A process that includes customer participation and gives them the opportunity to ‘opt in’ to services will enable them to work out what they really want: if they are particularly price sensitive, they may go for the basic package. Increasing the services in increments is an opportunity to build a relationship with the customer, and tell them something about what it is you actually do. During a conversation with Mathieu Rubiero from RBC we discussed a customer who wanted the most basic insurance cover required by law – and nothing further. Mathieu used this as a springboard to figure out what the customer really wanted, and found that there was a conflict between what they wanted to pay (as little as possible) and their desired level of protection (as high as possible). Eventually a compromise deal was struck.

In short, the discount route is risky: transparency isn’t rewarded (I wonder how many all-inclusive $10 price tags have been shunned in favour of a $9 price - with a $2 booking fee), and it’s hard to add value.  

But if discounting really is a one night stand, it’s a relationship both parties understand. It is unseemly but honest. Compare the environmentally conscious shopper who drives to the Welsh farm to select an expensive organic lamb shoulder; in reality the planet would be better served by picking up a cheap frozen New Zealand joint from the supermarket.

Very often, it is the less-than-perfect that appeals to us emotionally. The service that just works might get a solid but unexciting four star rating.

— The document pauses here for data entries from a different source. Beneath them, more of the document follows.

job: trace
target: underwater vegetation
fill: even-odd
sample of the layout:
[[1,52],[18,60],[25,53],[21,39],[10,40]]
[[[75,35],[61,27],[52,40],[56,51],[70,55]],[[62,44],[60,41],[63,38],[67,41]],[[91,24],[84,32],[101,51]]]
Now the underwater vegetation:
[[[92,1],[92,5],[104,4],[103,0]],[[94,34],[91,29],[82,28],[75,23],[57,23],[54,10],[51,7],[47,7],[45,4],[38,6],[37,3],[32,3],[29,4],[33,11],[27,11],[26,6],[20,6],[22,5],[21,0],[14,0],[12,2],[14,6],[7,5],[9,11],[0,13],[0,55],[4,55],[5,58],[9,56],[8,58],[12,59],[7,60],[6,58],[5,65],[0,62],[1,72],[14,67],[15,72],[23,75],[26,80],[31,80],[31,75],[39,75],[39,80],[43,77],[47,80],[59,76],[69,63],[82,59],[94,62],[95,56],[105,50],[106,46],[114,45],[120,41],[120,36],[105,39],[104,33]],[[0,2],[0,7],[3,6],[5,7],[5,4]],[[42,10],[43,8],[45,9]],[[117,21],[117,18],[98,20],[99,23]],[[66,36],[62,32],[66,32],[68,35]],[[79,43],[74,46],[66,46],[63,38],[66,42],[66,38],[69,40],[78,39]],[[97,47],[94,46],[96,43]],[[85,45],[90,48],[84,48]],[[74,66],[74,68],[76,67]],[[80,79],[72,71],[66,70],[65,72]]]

The one that makes a mistake – and then delights us by putting it right with empathy and speed is more likely to get the extra star.  

Business processes then can enable organisations to find new ways to please customers – or mitigate annoyances, appeal to their prejudices and serve their non-monetary needs: allowing people to choose their own hold music, masquerading a product as environmentally friendly, or obtaining their data via a gamified survey

We are starting to build a case for process transparency, and indeed this already happens with products: you’ll always expect to pay more for the handmade chocolates than you will for the machine output.

Getting the customer to do a task rather than a robot may be inefficient, but it’s the customer’s own time you’re using – and in that time, they are building their relationship with your brand, especially if you’re making the task easy and fun.

The trick is to make the inefficient parts of your business appealing to customers to do themselves while streamlining the rest of what you do. For all the advances in AI, it's still quite acceptable to get the customer to do some of the admin - blaming them if they do it wrong and paying you for the privilege (as you'll know if you've ever mis-typed your name into a flight booking). 

So look at your process and ask what a customer could do before you deploy the machines. And if you get the opportunity, do go and see Ian Moore tell that opening joke properly.